Back at the campground in the Uinta Mountains, his mother, Molly Chrisman, was on edge. She had heard about a 5-year-old Arizona boy who wandered away from a campsite while chasing grasshoppers and died of exposure.
"I felt like the forest was so huge," she said. "They were showing pictures on a map of how many people they had on the ground, and it felt like it was a tiny amount compared to the vast place that was the forest."
As night fell and temperatures dipped into the 30s, Malachi wrapped his T-shirt around his legs, huddled in his jacket and shielded himself from the weather between the rocks. The residual warmth helped him get through the night, though it also threw off infrared heat detectors used by the search teams as it got dark, police said.
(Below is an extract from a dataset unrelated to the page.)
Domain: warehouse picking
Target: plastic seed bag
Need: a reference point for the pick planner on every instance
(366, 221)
Back at Paul Lake, his father, Danny Bradley, and a friend who had joined them for camping were keeping a fire burning, hoping the boy might wander back on his own. As the hours wore on, Bradley imagined his son alone in the woods and was terrified that he might be hurt.
"I was just hoping he was able to stay warm enough," the father said.
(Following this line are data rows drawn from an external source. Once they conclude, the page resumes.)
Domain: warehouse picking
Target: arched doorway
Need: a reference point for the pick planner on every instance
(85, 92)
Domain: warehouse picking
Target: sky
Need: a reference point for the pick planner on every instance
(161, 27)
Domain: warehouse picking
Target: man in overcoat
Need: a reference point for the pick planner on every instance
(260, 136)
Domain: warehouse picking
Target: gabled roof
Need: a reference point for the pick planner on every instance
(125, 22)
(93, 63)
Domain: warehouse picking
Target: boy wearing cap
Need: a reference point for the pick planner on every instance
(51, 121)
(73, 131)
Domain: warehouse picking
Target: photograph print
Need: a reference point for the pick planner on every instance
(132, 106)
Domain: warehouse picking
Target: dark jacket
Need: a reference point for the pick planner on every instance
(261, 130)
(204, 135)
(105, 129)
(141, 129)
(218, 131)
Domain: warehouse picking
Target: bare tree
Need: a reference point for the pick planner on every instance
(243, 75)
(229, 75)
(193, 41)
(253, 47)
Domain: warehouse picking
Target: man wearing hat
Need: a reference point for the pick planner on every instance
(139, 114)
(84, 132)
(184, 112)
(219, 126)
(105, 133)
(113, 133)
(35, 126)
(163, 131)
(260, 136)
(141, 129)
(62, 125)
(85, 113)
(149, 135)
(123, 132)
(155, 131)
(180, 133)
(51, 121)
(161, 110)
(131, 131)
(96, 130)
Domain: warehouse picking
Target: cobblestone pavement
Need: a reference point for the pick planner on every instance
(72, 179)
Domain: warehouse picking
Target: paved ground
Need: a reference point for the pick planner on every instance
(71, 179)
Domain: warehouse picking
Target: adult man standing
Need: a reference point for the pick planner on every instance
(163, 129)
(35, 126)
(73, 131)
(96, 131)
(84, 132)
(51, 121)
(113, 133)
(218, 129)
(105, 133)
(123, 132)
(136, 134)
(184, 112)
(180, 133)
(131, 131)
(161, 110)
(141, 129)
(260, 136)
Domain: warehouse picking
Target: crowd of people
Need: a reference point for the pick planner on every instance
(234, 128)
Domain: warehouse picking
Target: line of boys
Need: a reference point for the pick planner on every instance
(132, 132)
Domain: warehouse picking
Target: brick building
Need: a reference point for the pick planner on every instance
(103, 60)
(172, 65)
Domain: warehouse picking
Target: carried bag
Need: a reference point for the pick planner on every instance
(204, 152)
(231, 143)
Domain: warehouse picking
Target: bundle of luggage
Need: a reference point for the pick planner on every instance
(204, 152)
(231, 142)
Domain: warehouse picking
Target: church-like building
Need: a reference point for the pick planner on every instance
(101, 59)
The next day, Malachi heard a police helicopter flying overhead. He knew the searchers aboard the craft couldn't see him through the trees, so he started walking again until he found a clearing.
He stayed there, briefly falling asleep, until a search plane spotted him from the air and a helicopter landed to pick him up Aug. 24.
When she saw it land, his mother was overwhelmed with relief.
"He's healthy and he's coming up and this is going to be all over and it's not a tragedy," Chrisman said, describing her reaction to the news. Medical staff on scene declared him cold and hungry but otherwise fine.
Malachi was found about 5 miles southeast of where he went missing, Uintah County Sheriff Vance Norton said. It appeared that he wandered down a ravine and over a hill before he found the clearing.
Though the night was cold, Malachi was lucky that temperatures didn't drop further and no sudden storms developed in the high-elevation area, Norton said.
Malachi said he'll go camping again, but next time he'll stay close to other people.
"I'll learn from my mistakes," he said.